The availability heuristic is judging the frequency or probability of an event by the ease with which examples of the event come to mind.
A famous 1978 study by Lichtenstein, Slovic, Fischhoff, Layman, and Combs, “Judged Frequency of Lethal Events,” studied errors in quantifying the severity of risks, or judging which of two dangers occurred more frequently. Subjects thought that accidents caused about as many deaths as disease; thought that homicide was a more frequent cause of death than suicide. Actually, diseases cause about sixteen times as many deaths as accidents, and suicide is twice as frequent as homicide.
An obvious hypothesis to account for these skewed beliefs is that murders are more likely to be talked about than suicides—thus, someone is more likely to recall hearing about a murder than hearing about a suicide. Accidents are more dramatic than diseases—perhaps this makes people more likely to remember, or more likely to recall, an accident. In 1979, a followup study by Combs and Slovic showed that the skewed probability judgments correlated strongly (0.85 and 0.89) with skewed reporting frequencies in two newspapers. This doesn’t disentangle whether murders are more available to memory because they are more reported-on, or whether newspapers report more on murders because murders are more vivid (hence also more remembered). But either way, an availability bias is at work.
Selective reporting is one major source of availability biases. In the ancestral environment, much of what you knew, you experienced yourself; or you heard it directly from a fellow tribe-member who had seen it. There was usually at most one layer of selective reporting between you, and the event itself. With today’s Internet, you may see reports that have passed through the hands of six bloggers on the way to you—six successive filters. Compared to our ancestors, we live in a larger world, in which far more happens, and far less of it reaches us—a much stronger selection effect, which can create much larger availability biases.
In real life, you’re unlikely to ever meet Bill Gates. But thanks to selective reporting by the media, you may be tempted to compare your life success to his—and suffer hedonic penalties accordingly. The objective frequency of Bill Gates is 0.00000000015, but you hear about him much more often. Conversely, 19% of the planet lives on less than $1/day, and I doubt that one fifth of the blog posts you read are written by them.

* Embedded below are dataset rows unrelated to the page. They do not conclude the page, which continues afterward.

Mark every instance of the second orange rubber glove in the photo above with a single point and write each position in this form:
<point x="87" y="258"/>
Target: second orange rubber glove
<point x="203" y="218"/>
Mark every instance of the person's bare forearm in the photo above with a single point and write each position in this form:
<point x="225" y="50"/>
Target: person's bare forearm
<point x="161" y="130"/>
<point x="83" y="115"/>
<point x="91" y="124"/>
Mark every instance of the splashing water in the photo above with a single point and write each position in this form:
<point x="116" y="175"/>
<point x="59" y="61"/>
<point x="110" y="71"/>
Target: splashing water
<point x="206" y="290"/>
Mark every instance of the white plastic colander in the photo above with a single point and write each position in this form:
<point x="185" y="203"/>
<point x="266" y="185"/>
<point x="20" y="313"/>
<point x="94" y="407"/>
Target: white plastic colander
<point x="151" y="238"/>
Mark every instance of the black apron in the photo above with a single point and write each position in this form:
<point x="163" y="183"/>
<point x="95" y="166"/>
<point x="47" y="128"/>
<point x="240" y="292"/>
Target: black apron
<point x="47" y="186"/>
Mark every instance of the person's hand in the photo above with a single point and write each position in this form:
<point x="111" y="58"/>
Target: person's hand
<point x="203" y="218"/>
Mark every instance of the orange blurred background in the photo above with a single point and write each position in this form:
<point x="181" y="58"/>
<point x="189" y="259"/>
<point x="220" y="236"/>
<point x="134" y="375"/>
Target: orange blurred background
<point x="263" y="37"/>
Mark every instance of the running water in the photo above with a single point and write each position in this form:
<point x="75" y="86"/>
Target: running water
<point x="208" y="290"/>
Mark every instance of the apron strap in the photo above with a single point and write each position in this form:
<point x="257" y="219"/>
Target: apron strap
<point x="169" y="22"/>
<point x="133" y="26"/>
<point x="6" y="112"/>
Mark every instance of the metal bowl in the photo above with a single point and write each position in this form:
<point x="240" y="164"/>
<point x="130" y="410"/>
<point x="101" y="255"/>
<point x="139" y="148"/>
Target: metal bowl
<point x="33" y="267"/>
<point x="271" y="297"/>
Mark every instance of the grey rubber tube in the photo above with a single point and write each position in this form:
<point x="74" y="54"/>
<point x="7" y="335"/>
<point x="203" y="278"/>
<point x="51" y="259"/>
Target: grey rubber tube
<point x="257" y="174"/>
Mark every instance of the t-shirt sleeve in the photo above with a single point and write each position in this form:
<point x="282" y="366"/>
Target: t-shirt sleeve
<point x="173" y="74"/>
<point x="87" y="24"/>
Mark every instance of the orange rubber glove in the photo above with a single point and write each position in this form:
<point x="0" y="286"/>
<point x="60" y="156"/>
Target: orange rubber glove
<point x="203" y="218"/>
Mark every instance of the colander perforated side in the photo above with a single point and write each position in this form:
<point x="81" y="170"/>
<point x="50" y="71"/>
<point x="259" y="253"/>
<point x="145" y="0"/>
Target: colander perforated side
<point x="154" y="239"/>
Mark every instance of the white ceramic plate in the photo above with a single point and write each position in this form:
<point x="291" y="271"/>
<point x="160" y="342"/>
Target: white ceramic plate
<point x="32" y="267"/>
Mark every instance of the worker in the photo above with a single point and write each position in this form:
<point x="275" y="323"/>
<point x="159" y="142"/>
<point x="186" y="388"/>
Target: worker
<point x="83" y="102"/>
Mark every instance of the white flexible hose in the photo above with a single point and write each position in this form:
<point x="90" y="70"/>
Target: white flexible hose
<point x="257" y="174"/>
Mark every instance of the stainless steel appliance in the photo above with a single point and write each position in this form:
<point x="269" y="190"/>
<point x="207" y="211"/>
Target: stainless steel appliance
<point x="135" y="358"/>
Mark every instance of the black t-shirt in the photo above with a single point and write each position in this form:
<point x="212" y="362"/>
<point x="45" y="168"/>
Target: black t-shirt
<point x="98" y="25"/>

Using availability seems to give rise to an absurdity bias; events that have never happened are not recalled, and hence deemed to have probability zero. When no flooding has recently occurred (and yet the probabilities are still fairly calculable), people refuse to buy flood insurance even when it is heavily subsidized and priced far below an actuarially fair value. Kunreuther et al. suggest underreaction to threats of flooding may arise from “the inability of individuals to conceptualize floods that have never occurred . . . Men on flood plains appear to be very much prisoners of their experience . . . Recently experienced floods appear to set an upward bound to the size of loss with which managers believe they ought to be concerned.”1
Burton et al. report that when dams and levees are built, they reduce the frequency of floods, and thus apparently create a false sense of security, leading to reduced precautions.2 While building dams decreases the frequency of floods, damage per flood is afterward so much greater that average yearly damage increases.
The wise would extrapolate from a memory of small hazards to the possibility of large hazards. Instead, past experience of small hazards seems to set a perceived upper bound on risk. A society well-protected against minor hazards takes no action against major risks, building on flood plains once the regular minor floods are eliminated. A society subject to regular minor hazards treats those minor hazards as an upper bound on the size of the risks, guarding against regular minor floods but not occasional major floods.
Memory is not always a good guide to probabilities in the past, let alone in the future.